The music of Goyenda Gogol has been composed by Shamik Sinha. There is only one title track sung by Silajit Majumder.

==Filming==
The film was shot in several places of West Bengal and Orissa, including Kolkata, Tajpur, Puri and Udayagiri and Khandagiri Caves. Goyenda Gogol was shot for eight months and even the shooting was stalled many times. In an interview with The Telegraph, director Arindam Dey said, "Detective stories are the most difficult to shoot. Sonali Parer Rahashya is a three-page story, so I had to build on it. I incorporated a train sequence. I have also modernised Gogol, given him specs and a Tab. There are long chase sequences in the jungles. Plus, the haunted house around which Gogol's adventures take place had to be built on the Puri Beach. Puri has changed a lot since the time Samaresh Basu wrote the story. I couldn't find a single house which looked old and worn-out. We were supposed to shoot in Konark but couldn't because of the rains and then I didn't get the permission, so we had to shoot the Konark portions in Udayagiri."

==Critical reception==

Goyenda Gogol received good reviews from critics. Newcomer child actor Ahijit Ghosh managed to get some positive remarks from most critics and reviewers. Gomolo rated it 3 out of 5 stars. Aditya Chakrabarty of Gomolo wrote— "The film is an excellent watch for kids this summer. Debutante child artiste Ahijit Ghosh is excellent as Gogol, who is always curious and his mind takes him here and there, yet he has a mind full of innocence though he is ahead of others of his age group in some aspects. The Times of India rated it 3 out of 5 stars and said, "While Indraneil as Ashoke lends credibility to his character – that of an undercover cop – with his personality and body language, Shaheb and Rachna do a good job as Gogol's (child artiste Ahijit) parents. The two kids, Ahijit and Payel, appear convincing for their age. The bad man, Debdoot as Professor Neel, is suitably dislikable and gives an impressive performance." Amina Khatoon of In.com rated the movie 3 out of 5 and said, "The young detective in specs. We would not be surprised if Ahijit Ghosh returns to the screen with other Gogol movies.

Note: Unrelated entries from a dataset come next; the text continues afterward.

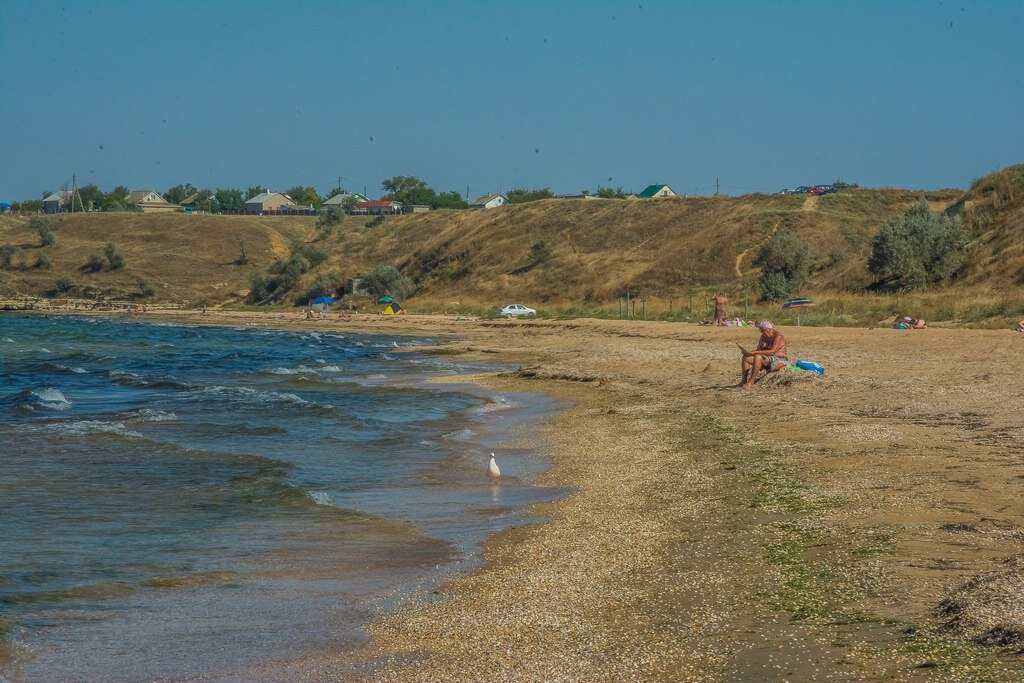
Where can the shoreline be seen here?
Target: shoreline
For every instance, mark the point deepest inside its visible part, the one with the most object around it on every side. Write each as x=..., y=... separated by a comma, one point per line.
x=813, y=528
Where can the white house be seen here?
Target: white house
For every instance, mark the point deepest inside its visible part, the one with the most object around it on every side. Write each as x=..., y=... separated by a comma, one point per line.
x=56, y=202
x=488, y=202
x=268, y=202
x=655, y=191
x=148, y=201
x=341, y=198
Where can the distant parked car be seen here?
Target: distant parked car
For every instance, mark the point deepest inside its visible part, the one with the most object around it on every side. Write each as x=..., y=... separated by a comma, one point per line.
x=515, y=310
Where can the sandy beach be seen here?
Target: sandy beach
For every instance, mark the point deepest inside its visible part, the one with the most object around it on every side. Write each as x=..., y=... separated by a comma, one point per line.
x=864, y=525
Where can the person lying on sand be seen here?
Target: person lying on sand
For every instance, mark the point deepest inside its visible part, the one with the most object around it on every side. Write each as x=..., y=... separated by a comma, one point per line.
x=770, y=355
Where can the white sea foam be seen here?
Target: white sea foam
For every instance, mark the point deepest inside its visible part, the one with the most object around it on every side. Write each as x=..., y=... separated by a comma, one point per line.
x=69, y=369
x=497, y=402
x=50, y=398
x=83, y=427
x=150, y=415
x=461, y=435
x=321, y=497
x=258, y=395
x=301, y=370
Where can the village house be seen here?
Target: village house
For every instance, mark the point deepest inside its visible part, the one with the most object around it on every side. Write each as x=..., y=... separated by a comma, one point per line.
x=148, y=201
x=266, y=202
x=378, y=207
x=340, y=199
x=655, y=191
x=57, y=202
x=488, y=202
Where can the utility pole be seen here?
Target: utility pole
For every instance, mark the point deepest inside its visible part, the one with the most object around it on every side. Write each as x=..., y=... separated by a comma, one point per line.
x=75, y=195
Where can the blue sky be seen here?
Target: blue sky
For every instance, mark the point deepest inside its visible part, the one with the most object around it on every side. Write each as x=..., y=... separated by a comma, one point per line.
x=566, y=95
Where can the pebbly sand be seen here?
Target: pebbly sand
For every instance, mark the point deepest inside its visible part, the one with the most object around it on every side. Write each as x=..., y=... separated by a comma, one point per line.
x=865, y=525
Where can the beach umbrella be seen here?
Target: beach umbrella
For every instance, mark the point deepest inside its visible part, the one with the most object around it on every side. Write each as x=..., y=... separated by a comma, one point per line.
x=798, y=303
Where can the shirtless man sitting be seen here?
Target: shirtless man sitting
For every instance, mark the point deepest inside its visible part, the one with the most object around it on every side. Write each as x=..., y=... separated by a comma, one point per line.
x=770, y=355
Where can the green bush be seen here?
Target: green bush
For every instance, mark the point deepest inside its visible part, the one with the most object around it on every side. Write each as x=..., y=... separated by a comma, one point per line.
x=95, y=263
x=259, y=290
x=41, y=225
x=145, y=289
x=64, y=284
x=785, y=261
x=7, y=254
x=243, y=258
x=387, y=281
x=114, y=258
x=541, y=251
x=916, y=248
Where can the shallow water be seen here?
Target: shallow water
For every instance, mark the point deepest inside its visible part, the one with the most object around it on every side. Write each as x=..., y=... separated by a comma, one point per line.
x=179, y=501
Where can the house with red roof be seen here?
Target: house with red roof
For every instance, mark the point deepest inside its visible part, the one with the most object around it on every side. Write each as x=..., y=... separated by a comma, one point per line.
x=378, y=207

His acting abilities would shame many 'stars' in the Bengali film industry and kudos to the director to get that out of him." She added that, "Puri has changed a lot over the decades and finding a haunted house on the Puri beach would not appear too convincing even to a kid today. The director could have changed the venue. Some of the scenes such as smugglers discussing their secret plans in the hotel lobby loud enough to be overheard by others is a not-so-good idea. Some of the special effects are too funny. Some more budget allocations towards those would have added a lot of value to the film."

Professional ratings
Review scores
| Source | Rating |
| Gomolo | Star |
| The Times of India | Star |
| In.com | Star |
| Anandabazar Patrika | Star |

==Sequel==

A sequel named Gogoler Kirti, based on two stories (Royraja Uddhar and Mahishmardini Uddhar) of Samaresh Basu, released on 12 September 2014. Ahijit Ghosh reprised his role as Gogol. Pompi Ghosh Mukherjee Directed this film.